I couldn’t easily check inside the apartment building to see if any doors were damaged like the one they were discussing in the bar, so I made a mental note of where the building was, and continued following the second man. After another four blocks he turned into the yard of a small house. Next door was a house that was the mirror image of his own except that the front door was boarded up.
And best of all, behind the faded curtains on the windows at the front of the house, I could see that lights were on inside. Someone may have been arrested last night, but someone else had definitely been left behind.
It was close to curfew now—I would have to move fast. I jogged to the laneway behind the houses and located the small courtyard attached to the home with the damaged front door. I pulled open the wooden gate slowly then crept inside. Here the curtains had not been drawn, so I could see right into the house, where a young woman was feeding a little boy as he sat in a wooden high chair. The child was just a toddler, with light brown hair and big brown eyes, rosy cheeks and a little graze on his forehead, as if he’d stumbled trying to walk. The young woman’s nose was red and raw and her eyes swollen as if she’d been crying. Still, she looked at the child with such love in her gaze. As if he were her most precious treasure. As if he was all she had left in the world.

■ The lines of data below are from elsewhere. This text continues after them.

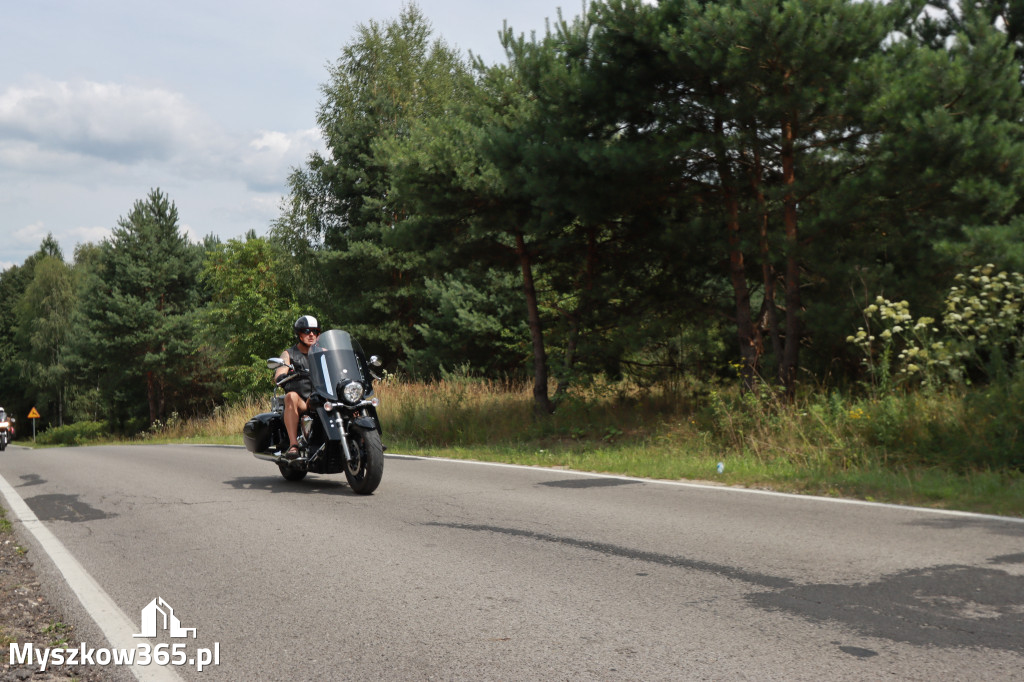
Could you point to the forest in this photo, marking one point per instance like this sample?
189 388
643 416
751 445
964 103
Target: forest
794 196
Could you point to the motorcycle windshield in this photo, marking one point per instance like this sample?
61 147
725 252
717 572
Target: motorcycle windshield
333 358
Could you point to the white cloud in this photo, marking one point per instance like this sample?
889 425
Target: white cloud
267 160
109 121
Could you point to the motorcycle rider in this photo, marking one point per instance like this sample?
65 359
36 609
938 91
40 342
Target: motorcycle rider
306 330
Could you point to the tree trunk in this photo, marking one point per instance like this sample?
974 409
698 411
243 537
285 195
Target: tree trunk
542 403
791 353
769 311
750 347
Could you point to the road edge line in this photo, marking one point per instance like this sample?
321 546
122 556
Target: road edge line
101 608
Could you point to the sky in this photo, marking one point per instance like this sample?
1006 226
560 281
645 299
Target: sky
212 101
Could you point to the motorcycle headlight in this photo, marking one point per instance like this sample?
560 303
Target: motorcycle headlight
351 392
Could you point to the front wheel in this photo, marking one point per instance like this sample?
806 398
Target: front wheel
365 471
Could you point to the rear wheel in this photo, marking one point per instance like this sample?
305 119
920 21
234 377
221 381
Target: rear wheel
367 468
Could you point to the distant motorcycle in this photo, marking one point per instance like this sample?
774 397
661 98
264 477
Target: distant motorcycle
340 432
6 430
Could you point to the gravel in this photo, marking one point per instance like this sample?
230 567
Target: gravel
28 615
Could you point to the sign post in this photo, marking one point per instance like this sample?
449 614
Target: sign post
34 415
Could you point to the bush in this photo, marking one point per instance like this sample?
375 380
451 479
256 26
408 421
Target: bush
74 434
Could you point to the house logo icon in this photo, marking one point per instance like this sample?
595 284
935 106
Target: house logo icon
158 614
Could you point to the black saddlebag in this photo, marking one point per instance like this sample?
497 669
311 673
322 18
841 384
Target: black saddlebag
265 433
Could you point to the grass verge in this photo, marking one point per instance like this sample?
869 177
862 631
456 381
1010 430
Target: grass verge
933 451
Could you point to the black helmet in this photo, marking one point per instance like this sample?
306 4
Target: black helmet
305 322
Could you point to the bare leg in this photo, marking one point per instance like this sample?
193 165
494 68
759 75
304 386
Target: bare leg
293 407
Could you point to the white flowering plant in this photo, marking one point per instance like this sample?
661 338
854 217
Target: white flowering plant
980 334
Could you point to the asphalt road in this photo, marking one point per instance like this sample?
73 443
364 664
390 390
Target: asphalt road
456 570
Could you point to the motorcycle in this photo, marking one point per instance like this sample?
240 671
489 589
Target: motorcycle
340 431
6 430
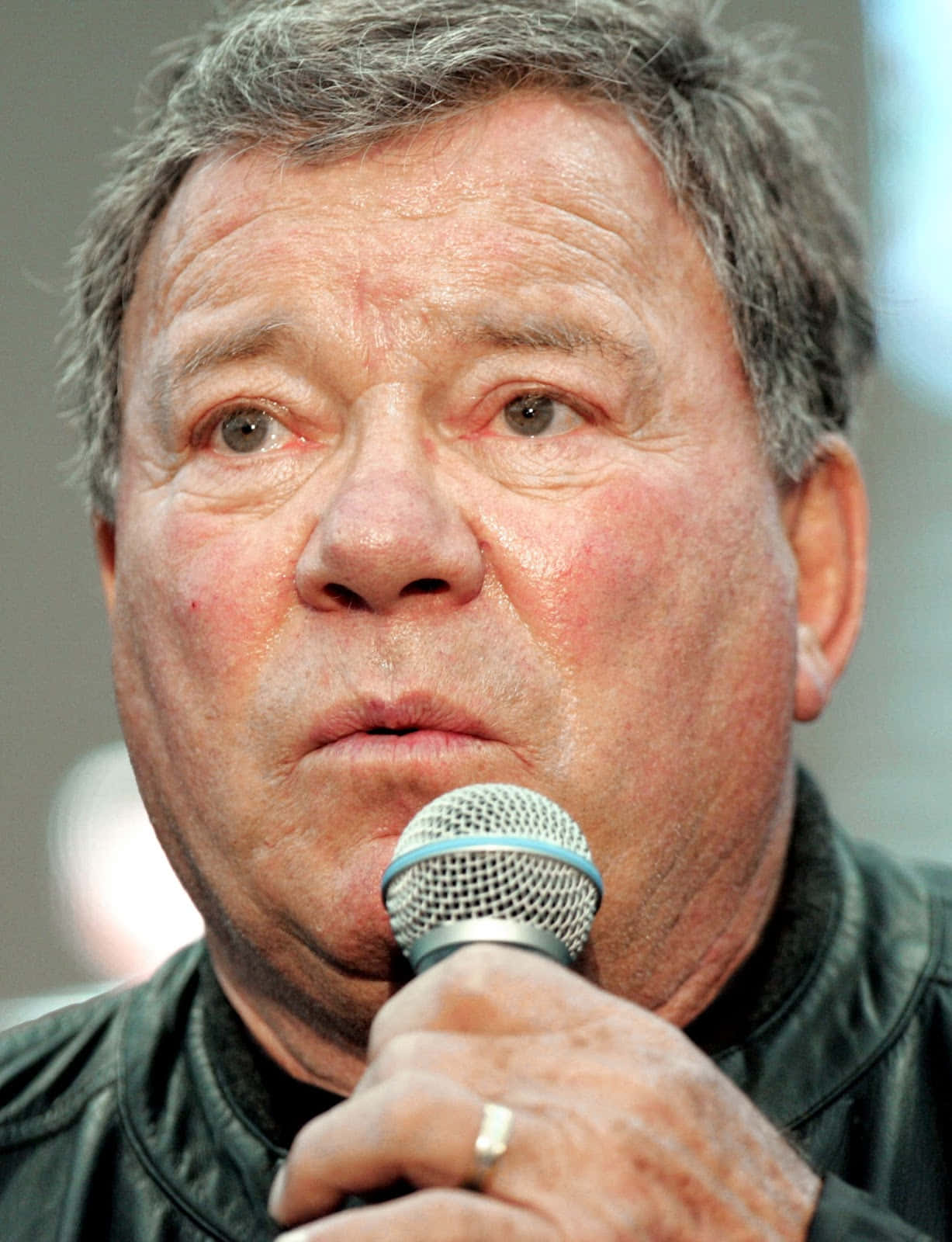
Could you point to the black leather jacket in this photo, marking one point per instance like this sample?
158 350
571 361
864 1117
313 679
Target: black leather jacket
114 1123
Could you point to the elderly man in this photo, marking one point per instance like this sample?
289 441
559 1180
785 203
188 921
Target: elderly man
463 389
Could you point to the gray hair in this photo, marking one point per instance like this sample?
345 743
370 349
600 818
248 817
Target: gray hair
732 130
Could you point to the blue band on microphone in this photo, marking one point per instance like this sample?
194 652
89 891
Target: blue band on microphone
494 841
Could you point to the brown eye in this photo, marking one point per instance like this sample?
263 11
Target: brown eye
530 415
244 432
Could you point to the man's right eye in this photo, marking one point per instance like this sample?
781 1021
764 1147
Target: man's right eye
250 430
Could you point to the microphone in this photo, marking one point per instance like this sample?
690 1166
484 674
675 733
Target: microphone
494 863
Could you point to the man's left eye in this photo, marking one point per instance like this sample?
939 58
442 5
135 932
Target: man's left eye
539 414
250 430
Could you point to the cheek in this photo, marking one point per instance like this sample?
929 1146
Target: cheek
199 602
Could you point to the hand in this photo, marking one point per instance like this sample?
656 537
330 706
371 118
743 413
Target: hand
622 1128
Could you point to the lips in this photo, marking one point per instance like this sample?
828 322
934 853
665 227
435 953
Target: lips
415 713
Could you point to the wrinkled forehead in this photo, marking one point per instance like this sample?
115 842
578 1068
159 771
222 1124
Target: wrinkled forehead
581 153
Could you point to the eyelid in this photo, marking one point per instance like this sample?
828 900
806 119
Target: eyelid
575 405
207 426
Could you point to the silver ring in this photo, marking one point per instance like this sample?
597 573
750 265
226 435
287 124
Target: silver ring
490 1144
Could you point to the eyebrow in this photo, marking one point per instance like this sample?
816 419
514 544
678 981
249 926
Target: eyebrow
248 341
558 335
275 335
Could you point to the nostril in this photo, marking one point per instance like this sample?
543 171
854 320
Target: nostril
344 595
424 587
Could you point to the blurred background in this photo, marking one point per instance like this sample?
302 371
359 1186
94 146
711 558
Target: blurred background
85 896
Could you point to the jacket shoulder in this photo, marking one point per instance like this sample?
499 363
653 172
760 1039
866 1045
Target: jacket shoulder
51 1067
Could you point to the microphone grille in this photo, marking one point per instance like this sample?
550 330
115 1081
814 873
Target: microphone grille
463 867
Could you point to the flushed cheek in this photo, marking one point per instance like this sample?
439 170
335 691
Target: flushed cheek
198 609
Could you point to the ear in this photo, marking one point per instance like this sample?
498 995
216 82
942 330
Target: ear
827 526
105 537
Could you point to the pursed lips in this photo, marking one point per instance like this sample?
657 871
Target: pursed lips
410 722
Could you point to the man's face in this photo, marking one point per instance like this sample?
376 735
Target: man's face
438 466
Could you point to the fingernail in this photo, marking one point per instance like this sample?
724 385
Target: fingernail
277 1189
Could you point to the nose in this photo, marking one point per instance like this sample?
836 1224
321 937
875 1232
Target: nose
390 534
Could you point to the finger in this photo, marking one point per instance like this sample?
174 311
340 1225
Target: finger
416 1127
431 1216
488 989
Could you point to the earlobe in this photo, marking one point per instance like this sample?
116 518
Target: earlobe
827 527
105 538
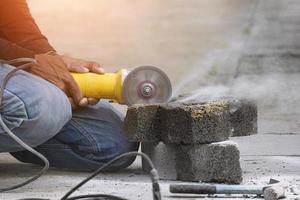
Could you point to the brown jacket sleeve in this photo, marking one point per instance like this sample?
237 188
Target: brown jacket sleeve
19 34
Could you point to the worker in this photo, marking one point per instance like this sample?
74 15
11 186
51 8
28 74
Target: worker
37 103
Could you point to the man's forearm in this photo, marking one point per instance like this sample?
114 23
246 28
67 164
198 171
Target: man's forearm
9 51
18 27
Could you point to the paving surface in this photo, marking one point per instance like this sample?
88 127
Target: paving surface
178 35
259 163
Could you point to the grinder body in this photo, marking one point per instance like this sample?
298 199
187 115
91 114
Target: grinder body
102 86
142 85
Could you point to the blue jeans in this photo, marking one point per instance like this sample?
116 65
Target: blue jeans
40 114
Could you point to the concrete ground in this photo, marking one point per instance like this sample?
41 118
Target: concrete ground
197 41
263 156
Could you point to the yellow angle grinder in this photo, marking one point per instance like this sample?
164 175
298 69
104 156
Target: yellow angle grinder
142 85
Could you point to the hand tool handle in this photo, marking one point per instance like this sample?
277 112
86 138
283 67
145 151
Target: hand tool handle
216 189
101 86
193 189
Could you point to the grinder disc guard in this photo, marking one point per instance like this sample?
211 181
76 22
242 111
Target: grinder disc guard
146 85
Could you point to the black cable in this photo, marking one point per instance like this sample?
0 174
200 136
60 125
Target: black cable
29 62
153 172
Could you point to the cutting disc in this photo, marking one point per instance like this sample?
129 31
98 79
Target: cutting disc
146 85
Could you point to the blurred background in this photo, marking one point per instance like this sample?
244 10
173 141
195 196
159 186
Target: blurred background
246 48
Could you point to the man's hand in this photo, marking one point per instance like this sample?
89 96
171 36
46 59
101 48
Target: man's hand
82 66
56 69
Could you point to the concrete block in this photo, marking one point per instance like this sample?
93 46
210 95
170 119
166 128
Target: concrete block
243 117
178 123
243 113
217 162
195 123
142 123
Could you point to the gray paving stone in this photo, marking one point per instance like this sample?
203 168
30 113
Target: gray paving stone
142 123
243 117
192 122
178 123
199 123
216 162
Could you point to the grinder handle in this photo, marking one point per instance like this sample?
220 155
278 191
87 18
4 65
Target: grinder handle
101 86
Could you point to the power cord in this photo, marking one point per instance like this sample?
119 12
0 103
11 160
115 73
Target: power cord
28 63
153 172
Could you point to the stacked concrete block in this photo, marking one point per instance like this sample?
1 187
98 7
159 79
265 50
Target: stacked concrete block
243 117
189 141
216 162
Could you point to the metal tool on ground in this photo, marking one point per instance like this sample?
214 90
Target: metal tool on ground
142 85
272 191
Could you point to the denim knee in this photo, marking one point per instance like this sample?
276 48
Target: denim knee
34 109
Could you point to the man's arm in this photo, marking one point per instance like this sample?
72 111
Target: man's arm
9 51
19 28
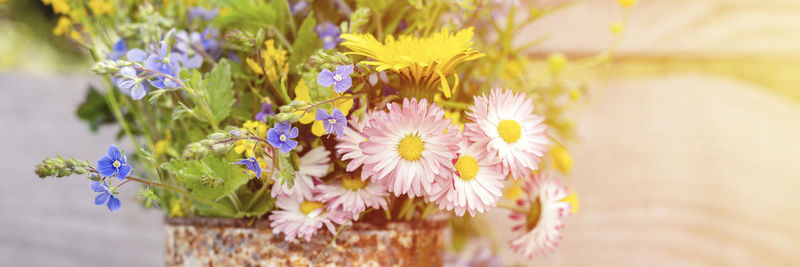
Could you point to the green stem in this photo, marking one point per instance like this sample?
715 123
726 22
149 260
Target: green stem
182 192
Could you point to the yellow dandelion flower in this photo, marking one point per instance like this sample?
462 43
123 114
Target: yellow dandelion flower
274 60
101 7
63 26
422 63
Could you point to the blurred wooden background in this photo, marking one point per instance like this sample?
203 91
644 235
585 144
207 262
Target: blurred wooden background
688 155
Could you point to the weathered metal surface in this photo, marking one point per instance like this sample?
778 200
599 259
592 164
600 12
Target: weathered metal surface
231 242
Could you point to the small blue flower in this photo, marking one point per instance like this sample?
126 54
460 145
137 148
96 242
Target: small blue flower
166 63
280 136
266 111
131 84
329 34
252 165
339 78
334 122
118 50
114 164
106 196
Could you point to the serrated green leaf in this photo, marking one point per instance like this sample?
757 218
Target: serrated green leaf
306 43
219 91
286 169
196 173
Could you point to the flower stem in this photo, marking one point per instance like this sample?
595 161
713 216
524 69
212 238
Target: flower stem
182 192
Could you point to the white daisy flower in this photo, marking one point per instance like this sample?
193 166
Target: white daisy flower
546 205
505 121
476 182
313 164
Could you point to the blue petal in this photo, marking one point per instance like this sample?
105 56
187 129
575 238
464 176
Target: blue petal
101 198
344 71
343 85
322 115
136 55
273 137
123 171
114 204
325 78
106 166
292 133
97 187
114 153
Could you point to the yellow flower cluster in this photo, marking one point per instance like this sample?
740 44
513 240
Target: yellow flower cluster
258 128
101 7
274 60
301 94
423 63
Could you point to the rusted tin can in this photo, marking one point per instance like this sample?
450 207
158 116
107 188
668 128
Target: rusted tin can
238 242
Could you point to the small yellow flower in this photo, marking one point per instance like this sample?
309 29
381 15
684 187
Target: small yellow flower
626 3
514 192
556 62
258 128
617 28
59 6
562 160
274 60
63 26
301 93
101 7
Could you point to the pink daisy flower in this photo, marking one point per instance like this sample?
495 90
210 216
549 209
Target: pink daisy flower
348 146
505 121
353 195
408 147
300 218
313 164
546 206
476 182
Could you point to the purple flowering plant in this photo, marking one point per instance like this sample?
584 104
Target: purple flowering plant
225 107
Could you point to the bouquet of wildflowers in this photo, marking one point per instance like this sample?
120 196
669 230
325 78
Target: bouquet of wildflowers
318 114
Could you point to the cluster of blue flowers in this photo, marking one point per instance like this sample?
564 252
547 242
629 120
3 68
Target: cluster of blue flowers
113 164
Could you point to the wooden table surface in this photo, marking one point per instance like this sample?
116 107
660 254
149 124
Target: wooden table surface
678 169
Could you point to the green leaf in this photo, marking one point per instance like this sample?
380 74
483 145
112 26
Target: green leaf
219 91
306 43
210 178
286 169
246 14
94 110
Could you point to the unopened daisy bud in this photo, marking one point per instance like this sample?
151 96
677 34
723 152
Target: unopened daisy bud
556 62
561 159
626 3
617 28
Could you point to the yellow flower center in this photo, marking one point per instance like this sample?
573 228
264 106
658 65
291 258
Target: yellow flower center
411 147
509 130
467 166
308 206
353 183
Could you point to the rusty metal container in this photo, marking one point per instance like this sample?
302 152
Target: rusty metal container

My vision blurred, and for just a moment, I was in her shoes, staring into the eyes of a child who trusted me completely. A child I would die to protect.
Just then, the woman looked up, and saw me through the window, and opened her mouth as if to scream. I pressed a finger over my lips and with the other, fumbled into my brassiere. I withdrew a small wad of cash and pressed it against the glass.
Her mouth remained fixed in a shocked circle, but the scream I’d feared did not come. Money was a powerful motivator, especially to a woman who had just lost her breadwinner. Instead, she lowered the spoon, allowing the toddler to take it. He immediately began to bang it on the nearby table, happily singing to himself in baby talk as the woman cautiously rose to her feet.
The back door swung open, just a crack.
“I don’t want to make trouble for you,” I said, voice low, staying back just far enough from the light seeping through the door that my face remained in shadow. “But I heard your husband was arrested last night.” She nodded, still staring at me suspiciously. I extended the notes toward her then asked carefully, “Was he working with the resistance?”
Her eyebrows knit. She glanced between the money in my hand and her son, behind her.
“I can’t—”
“If I were loyal to the Germans I’d have nothing to gain in asking,” I rushed to assure her. She hesitated, so I pressed, “Right? They already know the answer to the question. So the very fact that I am asking it should tell you I’m an ally.”
“I don’t know much at all. He had been sneaking out after curfew,” she said, her eyes welling with tears. “He told me he was just visiting his brother, but he was also arrested last night. My sister-in-law said that many of their friends have now been taken too.”
“This sister-in-law—”
“Her name is Nathalie.”
“And Nathalie is still free, will you give me her address?” The woman nodded. I passed her the cash then stepped back into the shadows.